This is not 2005 and investing in Snapchat is the last thing Mayer's Yahoo can afford to do
While you catch your breath from the sheer inanity of this news, let me point out that this is the same round that was previously rumored to be led by Alibaba, and was recently revealed to include minority participation by Kleiner Perkins (at a meager $20 million for 0.2 percent). But while you can argue about the merits of betting that Snapchat will one day deliver a meaningful return on this 11-figure valuation – anything but a sure thing – there is no universe in which it makes sense for Yahoo to be making that bet today.
First of all, Yahoo is surely getting a minority stake in Snapchat, likely in the single-digit percentages – unless it’s investing more than $1 billion, which if that’s the case god bless ‘em. This means that the company can’t consolidate any future revenues (Snapchat doesn’t generate any revenue currently) from this holding and will hardly have any real inside track on a future acquisition of the company – as if Yahoo could afford it. In other words, this is purely a venture capital-style financial “bet” by Mayer, that Snapchat will be Yahoo’s next Alibaba, or put another way, an investment that leaves the company flush with cash upon an eventual liquidity event.
But the fact of the matter is, Yahoo doesn’t have the luxury of making long-term growth-equity bets at this point. The aging company needs to find ways – any way – to grow revenue and profitability, something it hasn’t managed to do in nearly seven years.
When Yahoo decided to invest $1 billion to acquire 40 percent of a then up-and-coming Chinese ecommerce company in August 2005, the US company had the luxury of soaring revenues in its core business. Jerry Yang, the company’s founder who was still CEO at the time, was coming off a year in which Yahoo more than doubled its revenue from $1.63 billion to $3.57 billion, and was two-thirds of the way through a year in which those revenues would grow by another 47 percent to $5.25 billion. In other words, the company could afford to look externally for longer term growth opportunities because it had its own financial house in order. Similarly, when Microsoft invested $240 million for 1.6 percent of Facebook in 2007, Steve Ballmer's company was was literally on top of the technology world.
Marissa Mayer’s Yahoo of today? Not so much.

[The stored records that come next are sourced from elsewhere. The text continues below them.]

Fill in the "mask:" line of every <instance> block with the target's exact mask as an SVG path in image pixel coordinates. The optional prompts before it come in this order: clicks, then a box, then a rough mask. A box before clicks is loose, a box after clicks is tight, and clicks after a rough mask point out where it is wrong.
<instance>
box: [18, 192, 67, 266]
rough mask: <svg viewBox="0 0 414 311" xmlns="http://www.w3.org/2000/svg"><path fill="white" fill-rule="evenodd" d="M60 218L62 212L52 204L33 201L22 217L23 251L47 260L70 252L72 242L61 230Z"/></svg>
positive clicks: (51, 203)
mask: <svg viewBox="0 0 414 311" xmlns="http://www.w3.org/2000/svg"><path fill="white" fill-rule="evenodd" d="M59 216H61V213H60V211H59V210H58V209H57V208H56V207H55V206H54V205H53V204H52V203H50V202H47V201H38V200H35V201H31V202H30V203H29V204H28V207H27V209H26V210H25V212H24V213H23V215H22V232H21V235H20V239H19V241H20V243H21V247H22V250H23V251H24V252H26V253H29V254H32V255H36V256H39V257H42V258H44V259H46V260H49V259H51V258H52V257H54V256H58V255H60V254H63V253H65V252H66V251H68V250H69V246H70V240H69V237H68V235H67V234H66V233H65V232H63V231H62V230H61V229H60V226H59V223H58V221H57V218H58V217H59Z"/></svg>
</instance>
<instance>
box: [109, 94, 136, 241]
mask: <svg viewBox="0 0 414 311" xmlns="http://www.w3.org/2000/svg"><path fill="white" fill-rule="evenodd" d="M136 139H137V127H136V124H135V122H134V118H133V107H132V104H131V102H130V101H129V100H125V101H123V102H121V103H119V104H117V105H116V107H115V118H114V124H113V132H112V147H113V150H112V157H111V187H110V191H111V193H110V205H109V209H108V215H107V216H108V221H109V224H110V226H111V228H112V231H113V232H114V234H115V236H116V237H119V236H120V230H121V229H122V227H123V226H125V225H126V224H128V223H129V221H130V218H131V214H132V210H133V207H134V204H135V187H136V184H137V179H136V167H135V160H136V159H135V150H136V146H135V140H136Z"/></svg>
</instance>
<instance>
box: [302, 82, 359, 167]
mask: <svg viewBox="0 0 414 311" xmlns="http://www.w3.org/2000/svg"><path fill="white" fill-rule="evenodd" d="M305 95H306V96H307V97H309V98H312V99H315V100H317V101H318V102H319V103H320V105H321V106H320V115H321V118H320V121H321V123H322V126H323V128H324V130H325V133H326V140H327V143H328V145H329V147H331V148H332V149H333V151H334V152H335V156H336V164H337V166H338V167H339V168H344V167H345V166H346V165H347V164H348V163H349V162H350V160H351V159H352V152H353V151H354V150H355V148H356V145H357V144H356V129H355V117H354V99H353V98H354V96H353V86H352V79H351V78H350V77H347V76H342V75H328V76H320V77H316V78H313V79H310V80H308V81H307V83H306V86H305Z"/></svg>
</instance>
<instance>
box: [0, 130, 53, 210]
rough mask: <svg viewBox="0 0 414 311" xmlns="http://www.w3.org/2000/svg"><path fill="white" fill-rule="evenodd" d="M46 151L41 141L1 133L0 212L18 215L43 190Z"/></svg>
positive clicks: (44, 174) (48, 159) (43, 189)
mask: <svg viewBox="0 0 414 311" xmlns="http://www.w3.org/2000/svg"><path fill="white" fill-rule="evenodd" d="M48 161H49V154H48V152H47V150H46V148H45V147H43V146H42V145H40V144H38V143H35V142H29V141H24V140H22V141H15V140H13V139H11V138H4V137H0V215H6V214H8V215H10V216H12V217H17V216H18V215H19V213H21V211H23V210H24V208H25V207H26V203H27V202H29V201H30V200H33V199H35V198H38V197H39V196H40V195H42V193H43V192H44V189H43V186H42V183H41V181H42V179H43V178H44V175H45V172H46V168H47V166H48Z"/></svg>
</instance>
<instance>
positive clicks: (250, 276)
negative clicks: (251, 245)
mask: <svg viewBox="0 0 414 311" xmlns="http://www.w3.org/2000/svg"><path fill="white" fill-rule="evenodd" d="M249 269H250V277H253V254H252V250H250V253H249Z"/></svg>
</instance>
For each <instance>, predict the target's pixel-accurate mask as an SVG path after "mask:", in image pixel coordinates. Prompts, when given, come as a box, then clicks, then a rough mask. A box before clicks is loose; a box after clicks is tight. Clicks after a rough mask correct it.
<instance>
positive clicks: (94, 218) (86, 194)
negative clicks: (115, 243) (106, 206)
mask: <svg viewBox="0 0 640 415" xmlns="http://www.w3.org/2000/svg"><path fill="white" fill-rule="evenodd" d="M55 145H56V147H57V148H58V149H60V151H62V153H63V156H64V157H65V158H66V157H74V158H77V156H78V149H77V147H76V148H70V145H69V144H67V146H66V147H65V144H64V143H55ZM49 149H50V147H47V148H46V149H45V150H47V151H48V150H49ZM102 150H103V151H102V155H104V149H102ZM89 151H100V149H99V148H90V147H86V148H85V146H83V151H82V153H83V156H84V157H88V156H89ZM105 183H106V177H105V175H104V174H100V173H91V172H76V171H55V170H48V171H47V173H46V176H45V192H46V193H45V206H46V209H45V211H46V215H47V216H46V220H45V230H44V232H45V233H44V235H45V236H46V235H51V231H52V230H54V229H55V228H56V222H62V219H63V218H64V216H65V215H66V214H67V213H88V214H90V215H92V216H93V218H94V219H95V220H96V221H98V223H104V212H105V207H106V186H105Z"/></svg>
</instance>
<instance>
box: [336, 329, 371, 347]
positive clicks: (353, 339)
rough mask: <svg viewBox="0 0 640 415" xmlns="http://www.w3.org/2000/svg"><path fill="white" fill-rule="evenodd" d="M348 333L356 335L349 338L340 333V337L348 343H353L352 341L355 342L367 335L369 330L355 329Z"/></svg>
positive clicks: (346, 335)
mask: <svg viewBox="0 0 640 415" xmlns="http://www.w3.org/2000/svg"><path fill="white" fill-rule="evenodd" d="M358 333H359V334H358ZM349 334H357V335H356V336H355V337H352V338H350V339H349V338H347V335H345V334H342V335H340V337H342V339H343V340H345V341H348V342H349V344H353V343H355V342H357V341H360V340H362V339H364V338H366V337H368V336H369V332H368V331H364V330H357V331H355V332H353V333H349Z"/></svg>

To be fair, the Yahoo Mayer inherited two years ago was dysfunctional, to put it kindly. And she’s done more than many thought possible to boost morale and convince outside observers that a turnaround might at least be possible. But the one thing Mayer hasn’t done is generate any sort of meaningful revenue growth. And judging by the recent rise in activist shareholder challenges, her grace period has all but run out.
Yahoo, with its $40.8 billion market cap, isn’t that much more valuable than Snapchat. As of June 30, it had a total of $1.1 billion in cash and cash equivalents and another $3 billion in other “current assets” on its balance sheet. The company recently took in an additional $9 billion through the sale of a portion of its holding in Alibaba, but has promised to return at least half of that sum to shareholders. (It’s also lost the very life raft that has been keeping its otherwise unattractive stock afloat.) That leaves Yahoo with, at best, $8.6 billion in cash and current assets to play with.

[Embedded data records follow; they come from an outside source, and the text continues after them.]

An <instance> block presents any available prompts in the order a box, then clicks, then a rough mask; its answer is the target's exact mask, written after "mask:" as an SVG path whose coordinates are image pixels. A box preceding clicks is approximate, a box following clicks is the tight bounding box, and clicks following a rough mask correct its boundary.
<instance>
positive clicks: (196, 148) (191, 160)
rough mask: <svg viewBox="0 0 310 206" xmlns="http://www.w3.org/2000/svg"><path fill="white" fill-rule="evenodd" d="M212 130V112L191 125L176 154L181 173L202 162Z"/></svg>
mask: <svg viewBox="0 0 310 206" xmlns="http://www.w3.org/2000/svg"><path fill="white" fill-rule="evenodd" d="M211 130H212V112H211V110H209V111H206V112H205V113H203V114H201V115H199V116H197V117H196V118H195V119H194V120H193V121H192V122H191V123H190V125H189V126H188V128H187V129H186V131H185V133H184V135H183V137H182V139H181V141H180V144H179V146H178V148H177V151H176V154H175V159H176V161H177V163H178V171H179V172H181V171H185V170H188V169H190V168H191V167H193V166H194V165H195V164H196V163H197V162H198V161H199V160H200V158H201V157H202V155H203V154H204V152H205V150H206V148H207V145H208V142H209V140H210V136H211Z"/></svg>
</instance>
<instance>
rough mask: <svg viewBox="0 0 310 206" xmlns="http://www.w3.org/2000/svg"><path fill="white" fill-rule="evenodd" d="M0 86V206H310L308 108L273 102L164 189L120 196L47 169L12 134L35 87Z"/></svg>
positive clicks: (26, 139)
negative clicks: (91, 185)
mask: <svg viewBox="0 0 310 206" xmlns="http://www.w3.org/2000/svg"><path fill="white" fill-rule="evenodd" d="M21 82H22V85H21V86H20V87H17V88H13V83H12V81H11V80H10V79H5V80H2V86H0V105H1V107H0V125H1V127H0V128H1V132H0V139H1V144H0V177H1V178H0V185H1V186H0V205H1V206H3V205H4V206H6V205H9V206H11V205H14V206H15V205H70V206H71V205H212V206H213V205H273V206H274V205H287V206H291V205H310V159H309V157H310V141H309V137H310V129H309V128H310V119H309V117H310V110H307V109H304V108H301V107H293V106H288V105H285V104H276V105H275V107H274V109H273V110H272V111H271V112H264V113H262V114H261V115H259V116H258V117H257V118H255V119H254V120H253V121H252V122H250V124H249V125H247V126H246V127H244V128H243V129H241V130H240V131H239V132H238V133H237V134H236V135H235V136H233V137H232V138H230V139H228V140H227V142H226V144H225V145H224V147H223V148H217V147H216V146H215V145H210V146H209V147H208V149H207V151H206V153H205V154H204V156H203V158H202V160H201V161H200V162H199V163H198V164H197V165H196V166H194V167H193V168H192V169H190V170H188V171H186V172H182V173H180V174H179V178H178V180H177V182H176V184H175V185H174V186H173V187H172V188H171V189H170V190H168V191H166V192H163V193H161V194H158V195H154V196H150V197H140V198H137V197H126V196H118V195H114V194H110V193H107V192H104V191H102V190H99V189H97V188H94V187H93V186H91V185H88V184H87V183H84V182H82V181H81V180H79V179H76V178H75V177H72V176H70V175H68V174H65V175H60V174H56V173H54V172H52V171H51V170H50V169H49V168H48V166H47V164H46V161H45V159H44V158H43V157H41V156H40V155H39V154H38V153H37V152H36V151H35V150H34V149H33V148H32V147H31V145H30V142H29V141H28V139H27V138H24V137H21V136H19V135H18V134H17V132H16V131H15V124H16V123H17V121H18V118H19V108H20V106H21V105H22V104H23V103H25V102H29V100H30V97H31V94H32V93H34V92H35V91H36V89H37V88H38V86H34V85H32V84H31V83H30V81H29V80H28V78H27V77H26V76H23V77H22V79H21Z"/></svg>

That’s not exactly a ton of cash that it can afford to be spending real money on non-revenue generating investments. Then again, ValleyWag reports that Yahoo, like Kleiner could be investing just $20 million in this Snapchat round, despite being the lead investor, in which case, what's the point? Adding insult to injury, activists like Starboard Value’s Jeff Smith are insisting that Yahoo stop making acquisitions, find ways to cut costs, return more capital to shareholders, and merge with an equally dysfunctional AOL.
Put simply, Wall Street will have Mayer’s head if she goes through with this Snapchat deal. And if she somehow gets out unscathed, she might want to have her head examined for even considering it.
Mayer should also consider that Facebook and Google, both of which were rumored to be bidding to acquire Snapchat last year at valuations closer to the $3 billion to $4 billion level, are much better positioned financially to complete for this deal but appear absent from the syndicate. They say if you look around the table and you can't identify the fool, you're it. Investing in Snapchat at a $10 billion valuation may or may not prove to be foolish. But for Yahoo, which whether Mayer likes it or not remains a struggling Internet portal with pissed off shareholders, that's the only way this ends.